Dans la troisième salle du Centre, conjointement avec les expositions de Claire-Jeanne Jézéquel et de David Renaud, Franck Lamy a réuni les œuvres de plusieurs artistes qui tous travaillent avec les images proliférantes qui habitent le monde, et participent à la confusion entre réel et fiction. Mais là où le Pop Art en rajoutait, et portait à sa quintessence le triomphe des médias et de l’artifice, les artistes d’aujourd’hui en nourrissent leurs univers personnels pour proposer à leur tour des amorces de narration, ou des illusions de fiction.
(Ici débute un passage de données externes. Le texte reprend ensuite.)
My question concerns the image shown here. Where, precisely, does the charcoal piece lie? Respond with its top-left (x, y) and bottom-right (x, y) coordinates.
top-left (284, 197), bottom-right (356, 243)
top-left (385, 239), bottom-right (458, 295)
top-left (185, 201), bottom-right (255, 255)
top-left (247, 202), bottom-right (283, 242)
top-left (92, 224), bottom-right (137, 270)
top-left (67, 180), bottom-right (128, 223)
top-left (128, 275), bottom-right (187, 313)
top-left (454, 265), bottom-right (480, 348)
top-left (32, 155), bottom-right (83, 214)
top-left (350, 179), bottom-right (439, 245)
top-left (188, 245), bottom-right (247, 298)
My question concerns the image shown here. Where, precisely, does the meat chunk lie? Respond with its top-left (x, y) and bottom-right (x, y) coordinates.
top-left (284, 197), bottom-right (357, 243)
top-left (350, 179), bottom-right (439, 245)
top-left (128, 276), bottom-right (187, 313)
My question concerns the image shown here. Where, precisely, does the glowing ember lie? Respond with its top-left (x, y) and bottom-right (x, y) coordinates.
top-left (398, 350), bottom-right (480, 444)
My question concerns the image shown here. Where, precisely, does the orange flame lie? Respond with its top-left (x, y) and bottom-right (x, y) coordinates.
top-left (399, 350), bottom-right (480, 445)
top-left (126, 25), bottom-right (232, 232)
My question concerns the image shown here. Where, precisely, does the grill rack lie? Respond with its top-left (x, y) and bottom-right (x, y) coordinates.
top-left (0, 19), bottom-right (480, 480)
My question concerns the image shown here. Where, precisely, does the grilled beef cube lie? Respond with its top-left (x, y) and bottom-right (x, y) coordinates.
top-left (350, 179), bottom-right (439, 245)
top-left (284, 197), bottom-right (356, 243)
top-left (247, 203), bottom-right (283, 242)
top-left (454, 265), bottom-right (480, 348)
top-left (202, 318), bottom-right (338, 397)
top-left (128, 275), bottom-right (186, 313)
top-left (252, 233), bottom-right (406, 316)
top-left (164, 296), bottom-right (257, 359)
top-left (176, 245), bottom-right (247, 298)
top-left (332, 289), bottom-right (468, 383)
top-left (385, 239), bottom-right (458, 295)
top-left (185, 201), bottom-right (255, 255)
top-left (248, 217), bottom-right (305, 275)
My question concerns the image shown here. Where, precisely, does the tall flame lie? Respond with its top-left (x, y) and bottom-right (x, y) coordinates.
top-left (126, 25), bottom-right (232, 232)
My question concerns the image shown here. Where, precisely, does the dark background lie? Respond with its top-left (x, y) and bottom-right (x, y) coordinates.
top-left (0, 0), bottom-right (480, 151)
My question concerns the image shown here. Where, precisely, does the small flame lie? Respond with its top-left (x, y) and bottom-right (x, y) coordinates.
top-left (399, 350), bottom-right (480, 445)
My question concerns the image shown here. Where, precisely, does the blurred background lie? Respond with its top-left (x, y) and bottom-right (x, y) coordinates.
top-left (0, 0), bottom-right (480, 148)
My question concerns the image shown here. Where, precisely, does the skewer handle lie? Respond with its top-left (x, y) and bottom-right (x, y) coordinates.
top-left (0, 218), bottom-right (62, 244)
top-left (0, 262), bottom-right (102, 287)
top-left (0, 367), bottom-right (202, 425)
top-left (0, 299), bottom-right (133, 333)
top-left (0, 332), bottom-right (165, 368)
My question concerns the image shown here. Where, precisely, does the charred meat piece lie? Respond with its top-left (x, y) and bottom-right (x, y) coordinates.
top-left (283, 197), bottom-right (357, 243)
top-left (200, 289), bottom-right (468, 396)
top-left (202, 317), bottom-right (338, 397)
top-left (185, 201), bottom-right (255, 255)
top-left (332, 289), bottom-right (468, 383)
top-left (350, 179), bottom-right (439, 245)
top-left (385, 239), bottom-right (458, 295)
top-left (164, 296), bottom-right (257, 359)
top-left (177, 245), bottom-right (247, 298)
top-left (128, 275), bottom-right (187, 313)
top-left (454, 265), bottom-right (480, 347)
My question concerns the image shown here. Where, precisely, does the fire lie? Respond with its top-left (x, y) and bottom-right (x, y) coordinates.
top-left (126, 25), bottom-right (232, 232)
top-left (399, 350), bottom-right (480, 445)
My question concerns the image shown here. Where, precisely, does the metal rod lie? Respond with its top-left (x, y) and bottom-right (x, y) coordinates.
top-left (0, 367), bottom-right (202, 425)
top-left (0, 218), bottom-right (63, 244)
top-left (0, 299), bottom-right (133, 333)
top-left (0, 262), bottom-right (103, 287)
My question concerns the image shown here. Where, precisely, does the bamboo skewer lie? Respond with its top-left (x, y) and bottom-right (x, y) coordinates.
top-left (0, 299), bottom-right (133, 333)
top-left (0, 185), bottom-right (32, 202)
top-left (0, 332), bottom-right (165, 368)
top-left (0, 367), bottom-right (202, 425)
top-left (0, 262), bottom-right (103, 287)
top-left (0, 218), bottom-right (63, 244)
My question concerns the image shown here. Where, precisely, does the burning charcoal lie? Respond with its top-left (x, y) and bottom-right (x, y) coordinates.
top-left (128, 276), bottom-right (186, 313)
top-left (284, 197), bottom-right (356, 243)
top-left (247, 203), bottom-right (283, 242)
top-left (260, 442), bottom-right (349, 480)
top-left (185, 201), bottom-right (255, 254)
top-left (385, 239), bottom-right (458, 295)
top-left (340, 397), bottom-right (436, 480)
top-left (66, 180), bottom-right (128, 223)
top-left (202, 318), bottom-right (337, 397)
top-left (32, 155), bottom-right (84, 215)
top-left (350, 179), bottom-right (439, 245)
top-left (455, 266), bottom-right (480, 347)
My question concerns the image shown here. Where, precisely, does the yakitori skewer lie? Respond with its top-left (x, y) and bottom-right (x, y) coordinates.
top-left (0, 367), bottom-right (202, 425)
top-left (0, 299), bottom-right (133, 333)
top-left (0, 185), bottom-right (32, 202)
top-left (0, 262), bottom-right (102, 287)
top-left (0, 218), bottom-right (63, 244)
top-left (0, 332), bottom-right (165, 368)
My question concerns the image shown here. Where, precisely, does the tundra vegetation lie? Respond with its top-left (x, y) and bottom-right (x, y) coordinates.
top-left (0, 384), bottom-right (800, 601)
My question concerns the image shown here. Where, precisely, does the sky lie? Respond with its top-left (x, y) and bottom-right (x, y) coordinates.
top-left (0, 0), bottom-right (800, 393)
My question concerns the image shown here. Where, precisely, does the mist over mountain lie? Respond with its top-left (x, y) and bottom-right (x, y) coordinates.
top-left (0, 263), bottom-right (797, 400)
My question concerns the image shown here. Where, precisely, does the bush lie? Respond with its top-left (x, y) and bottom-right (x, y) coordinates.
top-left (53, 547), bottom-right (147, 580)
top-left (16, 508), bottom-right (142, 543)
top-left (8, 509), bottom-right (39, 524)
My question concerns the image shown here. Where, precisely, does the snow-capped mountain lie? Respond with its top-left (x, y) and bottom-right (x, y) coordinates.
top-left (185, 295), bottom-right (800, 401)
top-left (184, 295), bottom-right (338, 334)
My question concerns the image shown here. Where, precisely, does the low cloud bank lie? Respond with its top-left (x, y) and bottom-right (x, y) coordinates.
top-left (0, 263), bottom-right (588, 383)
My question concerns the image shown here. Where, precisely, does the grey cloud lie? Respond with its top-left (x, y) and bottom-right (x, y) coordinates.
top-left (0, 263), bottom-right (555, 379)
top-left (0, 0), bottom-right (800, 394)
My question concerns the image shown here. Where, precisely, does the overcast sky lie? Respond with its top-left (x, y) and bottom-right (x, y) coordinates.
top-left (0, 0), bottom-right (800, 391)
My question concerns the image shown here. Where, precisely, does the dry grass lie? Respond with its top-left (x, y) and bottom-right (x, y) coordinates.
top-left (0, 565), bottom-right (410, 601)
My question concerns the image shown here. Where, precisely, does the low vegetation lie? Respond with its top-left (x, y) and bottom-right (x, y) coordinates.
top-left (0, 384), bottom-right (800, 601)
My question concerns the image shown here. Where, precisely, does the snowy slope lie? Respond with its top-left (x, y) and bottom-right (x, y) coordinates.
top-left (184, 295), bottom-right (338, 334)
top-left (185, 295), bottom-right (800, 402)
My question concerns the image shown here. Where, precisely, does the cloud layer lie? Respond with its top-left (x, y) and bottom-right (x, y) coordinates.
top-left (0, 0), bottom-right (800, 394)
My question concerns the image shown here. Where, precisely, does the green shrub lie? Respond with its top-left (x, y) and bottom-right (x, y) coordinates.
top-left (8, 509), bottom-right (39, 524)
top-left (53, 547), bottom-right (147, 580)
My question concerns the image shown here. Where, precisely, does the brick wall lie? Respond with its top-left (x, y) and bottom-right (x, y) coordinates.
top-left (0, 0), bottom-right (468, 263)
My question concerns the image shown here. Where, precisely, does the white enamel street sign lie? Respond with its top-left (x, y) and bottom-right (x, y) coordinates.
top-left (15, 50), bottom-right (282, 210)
Ainsi Pierre-Jean Giloux projette un film en images de synthèse, à l’esthétique proche des jeux vidéos, dont l’histoire se nourrit d’une légende inuit, et de ses propres fantasmes. Un monochrome bleu Monory se brise tel un miroir, en fragments d’images imbriquées, clichés hétérogènes tout droit sortis de polars, et de films américains de série B, tel un kaléidoscope d’indices, pour une reconstitution hypothétique de la vie d’un personnage, qui l’est tout autant. Si Jacques Monory projette sur sa toile des photographies dont il retranscrit fidèlement la transparence visuelle, Régine Kolle parodie, dans une peinture pâteuse et dissonante, une iconographie éclectique (photos de vacances, manga, etc.) : images multiples, qu’elle métamorphose ironiquement en croûtes uniques.
Pour Stéphane Magnin, l’œuvre se doit d’être indéfiniment reproductible. Ici, elle invite subrepticement à s’inquiéter de la façon dont les émanations atmosphériques de toutes sortes (gaz, virus, ou nuages nucléaires) se répandent à la surface du globe. Nathalie Talec, quant à elle, passe à la télé, deux fois plutôt qu’une : sur deux moniteurs accolés, elle apparaît, le visage tourné vers l’intérieur de ce dispositif, dans un effet de miroir, mais, sur l’un, en blonde, et, sur l’autre, en brune. De faux yeux bleus en papier, collés sur les paupières closes, y fixent un regard hypnotisant de marionnette. Les interférences des deux voix, qui débitent chacune un récit, semblable mais différent, à mi-chemin entre le conte et le rêve, ouvrent des brèches vers une fiction qui, tour à tour, le dépasse ou l’annule. Le clou de ces recyclages d’artifices pourraient bien être les sculptures de Matt Franks, qui ressemblent à de gros jouets en guimauve, hybrides ou mutants, qui auraient mal digéré l’héritage des comics, ou tenteraient une synthèse grotesque des distorsions voluptueuses d’un Henry Moore, et de la vacuité clinquante du pop. Â
Matthew Franks
— Dying Forms, 2002. Styrofoam, résine epoxy, plastazote. 77,5 x 162 x 104 cm.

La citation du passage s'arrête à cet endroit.